Mesmo hoje, mais de trinta anos depois do fim da ditadura militar, A hora dos ruminantes continua efetivo em seu discurso antiautoritarismo e nos faz pensar em como nós, feitos manarairemenses, reagiríamos àquele estado de opressão.
A hora dos ruminantes foi a primeira novela de José J. Veiga, muito bem recebida pela crítica especializada, que deu ao autor o reconhecimento completo pelo seu trabalho, iniciado poucos anos antes, em 1959, com a publicação da coletânea Os cavalinho do Platiplanto, livro bem avaliado e rico em sabores para o leitor de ficção fantástica porque boa parte dos contos – senão todos – está de algum modo associado ao fantástico.
O sucesso e o reconhecimento de Veiga são estranhos no imaginário dos fã brasileiro de ficção fantástica.

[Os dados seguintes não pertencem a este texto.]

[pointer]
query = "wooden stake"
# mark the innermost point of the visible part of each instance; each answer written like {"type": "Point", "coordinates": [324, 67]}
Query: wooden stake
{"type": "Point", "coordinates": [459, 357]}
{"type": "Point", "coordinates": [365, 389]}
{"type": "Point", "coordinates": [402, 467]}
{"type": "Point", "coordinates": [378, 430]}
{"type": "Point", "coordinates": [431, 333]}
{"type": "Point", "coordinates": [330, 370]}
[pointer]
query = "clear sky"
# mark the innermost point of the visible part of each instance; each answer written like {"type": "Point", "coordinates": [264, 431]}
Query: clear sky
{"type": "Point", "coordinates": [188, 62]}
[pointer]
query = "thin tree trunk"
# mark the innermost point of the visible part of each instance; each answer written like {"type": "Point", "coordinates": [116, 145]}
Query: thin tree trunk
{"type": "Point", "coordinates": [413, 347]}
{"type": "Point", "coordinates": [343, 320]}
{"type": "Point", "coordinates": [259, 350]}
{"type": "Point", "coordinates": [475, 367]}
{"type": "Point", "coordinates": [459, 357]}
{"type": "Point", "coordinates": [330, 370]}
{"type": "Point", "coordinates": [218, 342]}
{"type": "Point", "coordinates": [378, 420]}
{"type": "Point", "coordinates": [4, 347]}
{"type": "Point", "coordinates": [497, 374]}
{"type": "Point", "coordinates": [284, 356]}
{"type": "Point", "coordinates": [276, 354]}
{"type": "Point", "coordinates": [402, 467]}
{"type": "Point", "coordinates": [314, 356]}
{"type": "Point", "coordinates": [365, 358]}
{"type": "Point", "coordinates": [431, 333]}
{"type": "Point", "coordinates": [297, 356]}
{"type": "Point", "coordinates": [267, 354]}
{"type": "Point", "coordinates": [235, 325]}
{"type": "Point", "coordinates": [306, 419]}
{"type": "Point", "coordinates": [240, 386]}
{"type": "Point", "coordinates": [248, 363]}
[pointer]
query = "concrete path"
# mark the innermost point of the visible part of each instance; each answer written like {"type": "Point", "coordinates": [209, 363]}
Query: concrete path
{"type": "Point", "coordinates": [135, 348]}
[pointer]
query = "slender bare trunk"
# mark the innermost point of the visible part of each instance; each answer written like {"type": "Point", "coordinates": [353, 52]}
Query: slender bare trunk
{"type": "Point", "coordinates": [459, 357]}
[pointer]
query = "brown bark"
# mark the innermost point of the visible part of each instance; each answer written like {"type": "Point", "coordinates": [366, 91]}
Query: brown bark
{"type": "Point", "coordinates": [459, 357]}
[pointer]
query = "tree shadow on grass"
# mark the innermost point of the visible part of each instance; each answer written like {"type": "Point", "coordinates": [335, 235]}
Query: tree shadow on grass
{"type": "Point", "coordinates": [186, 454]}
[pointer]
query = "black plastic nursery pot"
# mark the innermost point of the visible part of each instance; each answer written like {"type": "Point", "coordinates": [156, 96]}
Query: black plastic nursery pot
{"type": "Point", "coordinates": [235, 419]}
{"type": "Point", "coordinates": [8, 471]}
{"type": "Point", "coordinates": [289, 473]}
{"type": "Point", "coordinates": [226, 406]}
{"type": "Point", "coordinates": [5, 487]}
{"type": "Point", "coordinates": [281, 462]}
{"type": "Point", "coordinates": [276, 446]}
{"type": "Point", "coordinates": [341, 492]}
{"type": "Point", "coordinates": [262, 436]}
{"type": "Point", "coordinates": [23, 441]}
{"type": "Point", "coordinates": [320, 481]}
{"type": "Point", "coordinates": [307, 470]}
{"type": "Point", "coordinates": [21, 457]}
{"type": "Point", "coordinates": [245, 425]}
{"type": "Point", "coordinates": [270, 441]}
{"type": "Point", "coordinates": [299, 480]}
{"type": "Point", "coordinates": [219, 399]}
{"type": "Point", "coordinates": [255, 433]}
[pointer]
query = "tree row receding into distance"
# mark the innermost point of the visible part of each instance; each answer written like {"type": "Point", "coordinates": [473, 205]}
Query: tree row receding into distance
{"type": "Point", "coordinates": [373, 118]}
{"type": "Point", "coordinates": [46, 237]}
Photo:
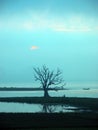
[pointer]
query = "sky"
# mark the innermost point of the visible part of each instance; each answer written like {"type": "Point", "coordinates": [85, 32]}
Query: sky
{"type": "Point", "coordinates": [56, 33]}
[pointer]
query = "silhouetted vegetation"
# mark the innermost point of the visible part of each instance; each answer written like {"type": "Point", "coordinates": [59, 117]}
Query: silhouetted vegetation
{"type": "Point", "coordinates": [48, 78]}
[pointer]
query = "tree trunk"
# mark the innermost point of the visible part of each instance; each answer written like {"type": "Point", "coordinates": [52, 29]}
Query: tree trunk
{"type": "Point", "coordinates": [46, 93]}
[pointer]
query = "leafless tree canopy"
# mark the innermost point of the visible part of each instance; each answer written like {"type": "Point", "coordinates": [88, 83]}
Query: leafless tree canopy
{"type": "Point", "coordinates": [47, 77]}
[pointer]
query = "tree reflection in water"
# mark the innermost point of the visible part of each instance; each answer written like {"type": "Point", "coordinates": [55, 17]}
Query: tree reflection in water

Isso porque desmentem cada uma das suas principais “verdades” instituídas: 1) Que o mainstream tem preconceito visceral contra a ficção fantástica; 2) que ficção fantástica não vende; e 3) que só os fãs conseguem escrever ficção fantástica de boa qualidade.
Veiga sempre foi um autor identificado com o mainstream, um outsider que nunca fez parte do domínio dos fãs, seja em sua geração contemporânea, a Primeira Onda – conhecida como Geração GRD –, seja na Segunda Onda, formada por fãs e fanzines a partir de meados dos anos 1980. Apesar disso, e desde o primeiro livro, toda a sua carreira vitoriosa foi construída com a ficção fantástica.
Entre seus trabalhos há ficção científica (Sombras de reis barbudos, 1972, história alternativa (A casca da serpente, 1989), ficção alternativa (O relógio Belisário, 1995) e muita fantasia. Todos venderam bem, tiveram dezenas de edições, foram traduzidos em muitas línguas, reconhecidos pelo mainstream e agraciados com vários prêmios: Veiga recebeu da Câmara Brasileira do Livro três Prêmios Jabuti, por De jogos e festas (1981), Aquele mundo de Vasabarros (1983) e O risonho cavalo do príncipe (1993). Em 1997, o valor da obra de Veiga foi reconhecido pela Academia Brasileira de Letras que lhe outorgou o Prêmio Machado de Assis.
Falecido em 1999, José J. Veiga legou aos brasileiros uma obra ampla e de grande significado, que precisa ser conhecida e estudada por aqueles que pretendem atuar no meio editorial, seja como autores, críticos ou editores.